After lunch and a two hours' rest we were taken off on a brief tour of the sights of Brasília, starting with the Palace of the Dawn. Kubitschek, meanwhile, had arrived for the party by his private Viscount. He sent over the old Lincoln convertible he keeps in Brasília, for the guests of honor. The Callados went with them; the rest of us climbed into the cream-colored Microbus and tagged along behind. Around the Palace is a barbed-wire fence and at the gate are a sentry box and two soldiers in tin helmets with tommy-guns under their arms. The Presidential car swept through the open gate but the sentries, not having been notified about the other car, refused to let us in and shut the gate under the bus's nose. The driver tried to explain but the young soldier said “No, no!” firmly and finally rather crossly, hugging his gun. The young Englishman hopped down from the bus and exclaimed “This is outrageous!” in the traditional English manner. Then someone drove back to the hotel, brought back the password, or at least permission for us to enter, and we were admitted after all, to catch up with the others.

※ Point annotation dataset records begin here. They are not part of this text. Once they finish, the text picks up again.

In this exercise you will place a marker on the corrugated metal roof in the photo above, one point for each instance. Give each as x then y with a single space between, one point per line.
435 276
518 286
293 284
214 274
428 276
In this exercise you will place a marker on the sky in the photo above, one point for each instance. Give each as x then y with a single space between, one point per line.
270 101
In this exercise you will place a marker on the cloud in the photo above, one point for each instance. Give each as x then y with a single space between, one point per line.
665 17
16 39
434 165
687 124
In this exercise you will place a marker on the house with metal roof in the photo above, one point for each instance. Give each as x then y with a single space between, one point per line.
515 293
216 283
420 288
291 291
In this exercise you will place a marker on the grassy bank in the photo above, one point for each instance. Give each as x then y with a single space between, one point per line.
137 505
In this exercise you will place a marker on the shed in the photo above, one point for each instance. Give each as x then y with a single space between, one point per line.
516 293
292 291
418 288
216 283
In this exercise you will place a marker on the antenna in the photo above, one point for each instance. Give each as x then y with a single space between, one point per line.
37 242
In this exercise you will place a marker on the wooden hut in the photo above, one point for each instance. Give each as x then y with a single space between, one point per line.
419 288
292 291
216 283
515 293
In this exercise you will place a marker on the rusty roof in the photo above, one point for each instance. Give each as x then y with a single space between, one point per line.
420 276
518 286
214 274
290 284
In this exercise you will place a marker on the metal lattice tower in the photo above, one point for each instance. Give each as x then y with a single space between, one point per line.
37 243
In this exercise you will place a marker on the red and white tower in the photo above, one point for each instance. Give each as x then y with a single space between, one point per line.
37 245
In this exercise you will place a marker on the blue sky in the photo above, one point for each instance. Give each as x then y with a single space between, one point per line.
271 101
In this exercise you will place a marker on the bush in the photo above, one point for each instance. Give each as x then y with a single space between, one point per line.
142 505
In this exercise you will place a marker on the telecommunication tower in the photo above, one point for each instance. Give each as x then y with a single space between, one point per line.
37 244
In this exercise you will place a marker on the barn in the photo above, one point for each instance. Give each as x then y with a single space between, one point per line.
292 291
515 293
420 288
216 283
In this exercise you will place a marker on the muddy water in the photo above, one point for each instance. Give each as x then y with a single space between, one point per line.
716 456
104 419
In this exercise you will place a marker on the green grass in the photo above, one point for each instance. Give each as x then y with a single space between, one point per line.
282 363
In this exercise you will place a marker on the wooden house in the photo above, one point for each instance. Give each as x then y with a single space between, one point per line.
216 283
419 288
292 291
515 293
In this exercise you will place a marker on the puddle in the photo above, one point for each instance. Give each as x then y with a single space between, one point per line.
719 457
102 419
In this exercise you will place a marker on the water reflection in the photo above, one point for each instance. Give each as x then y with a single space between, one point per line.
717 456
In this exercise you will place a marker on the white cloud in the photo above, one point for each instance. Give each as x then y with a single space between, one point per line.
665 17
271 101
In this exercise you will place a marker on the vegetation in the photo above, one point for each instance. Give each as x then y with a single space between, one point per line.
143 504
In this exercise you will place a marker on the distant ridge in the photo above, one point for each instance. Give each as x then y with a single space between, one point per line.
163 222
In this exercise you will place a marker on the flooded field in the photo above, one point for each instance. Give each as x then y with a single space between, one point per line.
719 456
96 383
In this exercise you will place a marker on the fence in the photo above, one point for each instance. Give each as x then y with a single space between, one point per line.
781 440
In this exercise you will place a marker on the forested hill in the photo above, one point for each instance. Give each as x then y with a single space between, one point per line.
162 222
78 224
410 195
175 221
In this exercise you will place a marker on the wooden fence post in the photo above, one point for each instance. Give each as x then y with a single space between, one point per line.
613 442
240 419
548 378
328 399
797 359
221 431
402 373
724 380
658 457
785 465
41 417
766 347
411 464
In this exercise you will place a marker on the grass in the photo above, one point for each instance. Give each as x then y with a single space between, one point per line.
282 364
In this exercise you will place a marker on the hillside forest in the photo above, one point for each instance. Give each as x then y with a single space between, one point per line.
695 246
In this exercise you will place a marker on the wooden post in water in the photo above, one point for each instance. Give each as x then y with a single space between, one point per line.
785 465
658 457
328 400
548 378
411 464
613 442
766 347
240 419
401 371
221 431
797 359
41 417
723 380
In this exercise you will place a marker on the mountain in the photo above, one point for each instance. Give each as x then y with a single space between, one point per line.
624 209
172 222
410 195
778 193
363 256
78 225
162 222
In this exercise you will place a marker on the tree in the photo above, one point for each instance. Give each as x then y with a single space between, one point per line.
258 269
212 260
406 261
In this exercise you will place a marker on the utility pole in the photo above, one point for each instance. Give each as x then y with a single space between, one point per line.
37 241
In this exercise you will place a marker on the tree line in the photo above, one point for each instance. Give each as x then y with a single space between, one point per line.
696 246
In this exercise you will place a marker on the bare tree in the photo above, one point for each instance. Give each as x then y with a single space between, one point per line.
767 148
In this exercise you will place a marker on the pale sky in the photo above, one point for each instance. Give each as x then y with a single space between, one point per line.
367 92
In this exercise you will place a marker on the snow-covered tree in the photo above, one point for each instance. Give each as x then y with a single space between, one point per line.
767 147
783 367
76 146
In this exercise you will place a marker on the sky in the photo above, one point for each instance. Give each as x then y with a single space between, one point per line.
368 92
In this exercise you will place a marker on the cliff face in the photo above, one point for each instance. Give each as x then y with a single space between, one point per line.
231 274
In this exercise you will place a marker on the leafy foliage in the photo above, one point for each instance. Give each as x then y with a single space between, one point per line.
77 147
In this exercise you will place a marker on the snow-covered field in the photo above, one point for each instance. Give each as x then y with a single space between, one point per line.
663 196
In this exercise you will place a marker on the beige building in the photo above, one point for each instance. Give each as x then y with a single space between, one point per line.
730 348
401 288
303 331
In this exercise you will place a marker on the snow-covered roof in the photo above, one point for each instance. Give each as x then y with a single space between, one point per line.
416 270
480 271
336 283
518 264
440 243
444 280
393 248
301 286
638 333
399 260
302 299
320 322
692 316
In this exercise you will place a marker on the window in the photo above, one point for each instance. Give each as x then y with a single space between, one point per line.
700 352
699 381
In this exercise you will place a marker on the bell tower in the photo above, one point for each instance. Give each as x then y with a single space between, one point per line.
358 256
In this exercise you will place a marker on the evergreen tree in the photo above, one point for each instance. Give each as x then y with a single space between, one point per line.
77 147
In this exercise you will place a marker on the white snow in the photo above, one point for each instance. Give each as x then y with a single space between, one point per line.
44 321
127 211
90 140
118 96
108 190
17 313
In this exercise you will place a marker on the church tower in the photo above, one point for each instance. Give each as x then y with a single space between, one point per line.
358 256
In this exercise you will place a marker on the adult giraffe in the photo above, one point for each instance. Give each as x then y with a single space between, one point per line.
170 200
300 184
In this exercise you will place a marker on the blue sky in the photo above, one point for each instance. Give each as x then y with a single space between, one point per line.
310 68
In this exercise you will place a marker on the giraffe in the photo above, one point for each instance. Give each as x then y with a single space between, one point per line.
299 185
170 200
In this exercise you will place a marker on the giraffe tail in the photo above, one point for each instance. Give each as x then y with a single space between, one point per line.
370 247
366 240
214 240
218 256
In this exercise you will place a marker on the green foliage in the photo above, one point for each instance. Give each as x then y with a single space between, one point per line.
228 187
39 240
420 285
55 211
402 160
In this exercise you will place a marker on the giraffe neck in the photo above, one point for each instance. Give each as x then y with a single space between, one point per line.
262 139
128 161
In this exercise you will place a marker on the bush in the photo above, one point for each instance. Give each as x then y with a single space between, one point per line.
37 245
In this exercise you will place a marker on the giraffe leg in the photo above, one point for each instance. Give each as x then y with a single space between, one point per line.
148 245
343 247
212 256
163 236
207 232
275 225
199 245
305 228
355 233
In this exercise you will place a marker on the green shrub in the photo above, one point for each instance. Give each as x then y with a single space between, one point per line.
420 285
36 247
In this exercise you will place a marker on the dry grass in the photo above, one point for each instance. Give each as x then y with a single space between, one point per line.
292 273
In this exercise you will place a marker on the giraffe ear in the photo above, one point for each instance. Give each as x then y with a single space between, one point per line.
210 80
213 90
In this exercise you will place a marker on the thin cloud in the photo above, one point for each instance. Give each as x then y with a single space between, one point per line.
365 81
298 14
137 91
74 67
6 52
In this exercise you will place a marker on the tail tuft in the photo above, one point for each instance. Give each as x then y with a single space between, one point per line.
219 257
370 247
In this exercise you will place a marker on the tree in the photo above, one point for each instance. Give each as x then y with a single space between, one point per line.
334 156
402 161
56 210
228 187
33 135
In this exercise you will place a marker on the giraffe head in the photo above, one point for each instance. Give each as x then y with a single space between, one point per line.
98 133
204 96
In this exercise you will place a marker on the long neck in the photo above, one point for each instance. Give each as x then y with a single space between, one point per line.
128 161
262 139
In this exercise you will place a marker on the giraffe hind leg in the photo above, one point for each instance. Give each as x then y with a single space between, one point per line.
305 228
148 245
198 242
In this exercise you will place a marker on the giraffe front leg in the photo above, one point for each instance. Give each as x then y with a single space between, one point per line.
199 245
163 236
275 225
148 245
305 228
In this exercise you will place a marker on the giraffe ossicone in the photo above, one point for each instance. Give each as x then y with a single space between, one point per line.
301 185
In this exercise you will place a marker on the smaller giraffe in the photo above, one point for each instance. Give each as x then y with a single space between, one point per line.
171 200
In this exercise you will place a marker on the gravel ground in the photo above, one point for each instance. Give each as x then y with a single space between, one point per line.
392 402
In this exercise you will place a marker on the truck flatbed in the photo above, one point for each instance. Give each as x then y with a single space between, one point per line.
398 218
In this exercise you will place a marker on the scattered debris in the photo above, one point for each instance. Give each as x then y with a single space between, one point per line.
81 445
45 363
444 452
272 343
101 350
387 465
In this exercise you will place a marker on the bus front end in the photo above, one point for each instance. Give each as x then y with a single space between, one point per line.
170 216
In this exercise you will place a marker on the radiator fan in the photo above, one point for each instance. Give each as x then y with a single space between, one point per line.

The Palace of the Dawn is a large, rectangular, greenish (because Ray-Ban) glass box, framed lengthwise by swooping, off-white, pillars, ten on the far side in an unbroken series, and eight on the front, allowing a space for the entrance. From the outside it is certainly one of the most beautiful of all Oscar Niemeyer's buildings. The pillars, in particular, are an architectural triumph: it is, after all, no mean feat to invent a new “order.” If one imagines a chain of huge white kites, poised upside down, then grasped by giant hands and squeezed in on the four sides until they are elegantly attenuated, one can picture them fairly accurately. They are covered with slabs of a crystalline Brasilian marble, and their bases, that is, the heads of the upside-down kites, theoretically narrow to point zero, and actually the part resting on the ground is only about six inches wide. In his
Modulo
article Niemeyer says that by means of these delicate dimensions he hoped to give the Palace “lightness and dignity—as if it had just landed gently on the earth.” And in this he has succeeded completely, even if the other-planet atmosphere of all Brasília just now comes to his assistance—the incongruous soldiers, the strange, clumsy hotel, the hit-or-miss shacks and palm-trees, might all have “just landed,” too—the effect of the Palace is completely original and yet immediately acceptable as a masterpiece of lightness and grace.